Setting CPU_RUNTIME_CACHE_CAPACITY to 0 seems to help to reproduce the crash faster.

v-Golubev commented 3 months ago

@notaz thank you for the quick feedback. We will take a look at the issue

v-Golubev commented 2 months ago

@notaz We have found a root-cause of the crash: it is connected with primitives cache in third-party library. While we continue the investigation and work on a fix, I can suggest to workaround the issue: the mentioned primitives cache can be disabled via environment variable DNNL_PRIMITIVE_CACHE_CAPACITY -- if it is set to 0, the faulty cache is disabled. Also, this could positively impact memory consumption growth.

Also, I have several questions regarding your reproducer.

  1. The attached Mask-RCNN model contains operations whose output shapes depend not only on input shape but on input values as well. This means that model input shapes range is not the only parameter which impacts max memory consumption. Do you know if your original model (which can't be shared) contains such ops (e.g. NonZero) as well?
  2. Could you please explain why do you create CompiledModel for each thread?

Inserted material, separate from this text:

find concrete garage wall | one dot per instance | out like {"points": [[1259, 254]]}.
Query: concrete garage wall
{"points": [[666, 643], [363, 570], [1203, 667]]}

Is it done to maximize throughput or for something else? Is it possible to create a single CompiledModel for all threads, but set number of streams to the thread concurrency value? This approach is more preferable in throughput maximization scenario. If my guess regarding scenario is wrong, please let me know.
notaz commented 2 months ago

Thanks. I no longer encountered a crash, but haven't noticed an improvement with memory consumption.

As for the answers:

  1. I was told it does not.
  2. It is for throughput. Unlike in a synthetic benchmark, inference is not the only work that needs to be done. The work is split for hundreds of threads running on hundreds of CPU cores on a large server. Once a thread has prepared the data to infer it has to pass this to the inference engine, wait for the result and then do further processing. Doing this though a single model creates lock contention bottleneck. It's also useless context switching between our thread pool and inference engine's. It's just more efficient to do it on a dedicated thread with it's own copy of everything and without locks, and any kind of locking or blocking is bottlenecking the system more and more as the core count goes up.